The companies are unregulated, and if customers are unable or refuse to pay, and can resort to collection tactics that are illegal for regulated utilities, such as shutting off the heat in winter and even eviction.
Yet no state agency has the authority to respond. That would require action by the Ohio Legislature, Attorney General Mike DeWine told The Columbus Dispatch ( http://bit.ly/179ACyM ) in response to the newspaper's findings.
"It seems to be a problem when you have a small minority of consumers who do not have those protections," DeWine said. "That, to me, would raise a lot of questions."
After a 10-month investigation, the newspaper found that up to 20,000 housing units in the Columbus area alone are affected and can pay markups of anywhere between 5 percent and 40 percent. The unregulated utilities also have the potential to affect up to 3 million Ohioans who live in apartments or condos, the newspaper found.
Here's how it works: A submeter company buys the utility meters and distribution system within an apartment complex. It then buys electricity or water, or both, from utilities and sells them to tenants, often at inflated prices and with fees.
Sometimes, the submeter companies are owned by principal owners of apartment complexes.
Complains and questions about such companies are on the rise, with 5,137 inquiries to the Central Ohio Better Business Bureau since October last year.
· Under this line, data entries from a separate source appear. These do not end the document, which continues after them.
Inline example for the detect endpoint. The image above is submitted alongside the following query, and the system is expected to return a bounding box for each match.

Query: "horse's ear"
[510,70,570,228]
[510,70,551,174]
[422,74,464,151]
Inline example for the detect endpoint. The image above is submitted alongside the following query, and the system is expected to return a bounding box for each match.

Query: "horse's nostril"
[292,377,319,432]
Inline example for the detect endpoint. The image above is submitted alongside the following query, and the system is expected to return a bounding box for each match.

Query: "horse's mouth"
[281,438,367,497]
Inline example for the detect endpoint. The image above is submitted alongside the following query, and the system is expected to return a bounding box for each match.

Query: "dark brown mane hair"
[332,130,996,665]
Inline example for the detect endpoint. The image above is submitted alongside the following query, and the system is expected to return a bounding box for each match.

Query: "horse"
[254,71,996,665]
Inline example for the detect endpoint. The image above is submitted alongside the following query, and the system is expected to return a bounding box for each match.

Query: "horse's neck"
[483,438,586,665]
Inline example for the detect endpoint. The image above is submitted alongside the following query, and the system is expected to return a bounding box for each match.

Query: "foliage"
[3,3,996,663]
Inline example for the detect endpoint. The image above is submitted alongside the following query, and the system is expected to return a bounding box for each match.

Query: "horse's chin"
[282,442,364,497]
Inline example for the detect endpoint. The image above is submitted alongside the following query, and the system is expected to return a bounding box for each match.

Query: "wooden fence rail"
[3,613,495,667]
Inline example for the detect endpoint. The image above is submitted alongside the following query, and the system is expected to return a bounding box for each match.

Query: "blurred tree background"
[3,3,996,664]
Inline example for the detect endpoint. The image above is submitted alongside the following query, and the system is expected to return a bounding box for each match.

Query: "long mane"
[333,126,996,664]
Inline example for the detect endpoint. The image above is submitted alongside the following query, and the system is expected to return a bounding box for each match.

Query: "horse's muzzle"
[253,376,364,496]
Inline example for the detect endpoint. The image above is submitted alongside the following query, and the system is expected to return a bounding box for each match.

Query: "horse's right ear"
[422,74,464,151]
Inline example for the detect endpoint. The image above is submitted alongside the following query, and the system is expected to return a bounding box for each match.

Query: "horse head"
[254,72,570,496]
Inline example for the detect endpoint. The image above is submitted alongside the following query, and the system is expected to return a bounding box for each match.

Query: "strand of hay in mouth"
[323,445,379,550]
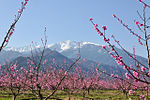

That's up 33 percent from the year before.
Complaints commonly are about high bills and unresponsive customer service, said Joan Coughlin, a vice president in the office.
"We had consumers state that they moved from a larger residence to a smaller apartment and had their utility costs increase," she said.
Many other states, utility resale is banned. States that allow it like Ohio include Pennsylvania, Alabama, Georgia, South Carolina, Kansas, Utah and Washington.
"Allowing markups for submetering is just bad policy," said Janine Migden-Ostrander, the former Ohio Consumers' Counsel who is now a principal at the Regulatory Assistance Project, a national nonprofit group that advises regulators on utility policy. "They aren't providing the customer with any real service that they wouldn't otherwise get from the utility company. There is no value added for the customer."
Bill Finissi, vice president of the central Ohio submeter company American Power & Light, said in an email that all tenants "enter into agreements with our company with eyes wide open and with full knowledge of the leasing contract provisions."
He said costs to customers also include a share of common-area electronic usage, such as hallways, and a charge for submetering and administration.
"This is our business model which prospective tenants have complete freedom to accept or not," he said. "By the way, if we didn't do it this way, these extra costs, which are essential costs of providing apartment housing, would need to be included in the rent."
Consumer advocates say they would prefer that such charges were included in rent to make it easier for tenants to see the true costs when they shop for housing, as opposed to being surprised by high utility bills.